The night was intensely dark when Sir Norman got into it once more; and

to any one else would have been intensely dismal, but to Sir Norman all

was bright as the fair hills of Beulah. When all is bright within, we

see no darkness without; and just at that moment our young knight had

got into one of those green and golden glimpses of sunshine that here

and there checker life's rather dark pathway, and with Leoline beside

him would have thought the dreary whores of the Dead Sea itself a very

paradise.

It was now near midnight, and there was an unusual concourse of people

in the sheets, waiting for St. Paul's to give the signal to light the

fires. He looked around for Ormiston; but Ormiston was nowhere to be

seen--horse and rider had disappeared. His own horse stood tethered

where he had left him. Anxious as he was to ride back to the ruin, and

see the play played out, he could not resist the temptation of lingering

a brief period in the city, to behold the grand spectacle of the myriad

fires.

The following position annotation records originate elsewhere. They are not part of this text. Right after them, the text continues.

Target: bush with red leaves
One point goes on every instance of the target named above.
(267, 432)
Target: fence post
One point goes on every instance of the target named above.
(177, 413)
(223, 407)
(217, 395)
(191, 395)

Many persons were hurrying toward St. Paul's to witness it from

the dome; and consigning his horse to the care of the sentinel on guard

at the house opposite, he joined them, and was soon striding along, at

a tremendous pace, toward the great cathedral. Ere he reached it, its

long-tongued clock tolled twelve, and all the other churches, one after

another, took up the sound, and the witching hour of midnight rang and

rerang from end to end of London town. As if by magic, a thousand forked

tongues of fire shot up at once into the blind, black night, turning

almost in an instant the darkened face of the heavens to an inflamed,

glowing red. Great fires were blazing around the cathedral when they

reached it, but no one stopped to notice them, but only hurried on the

faster to gain their point of observation.

Sir Norman just glanced at the magnificent pile--for the old St. Paul's

was even more magnificent than the new,--and then followed after the

rest, through many a gallery, tower, and spiral staircase till the dome

was reached. And there a grand and mighty spectacle was before him--the

whole of London swaying and heaving in one great sea of fire. From one

end to the other, the city seemed wrapped in sheets of flame, and every

street, and alley, and lane within it shone in a lurid radiance far

brighter than noonday. All along the river fires were gleaming, too; and

the whole sky had turned from black to blood-red crimson. The streets

were alive and swarming--it could scarcely be believed that the

plague-infested city contained half so many people, and all were

unusually hopeful and animated; for it was popularly believed that these

fires would effectually check the pestilence. But the angry fiat of a

Mighty Judge had gone forth, and the tremendous arm of the destroying

angel was not to be stopped by the puny hand of man.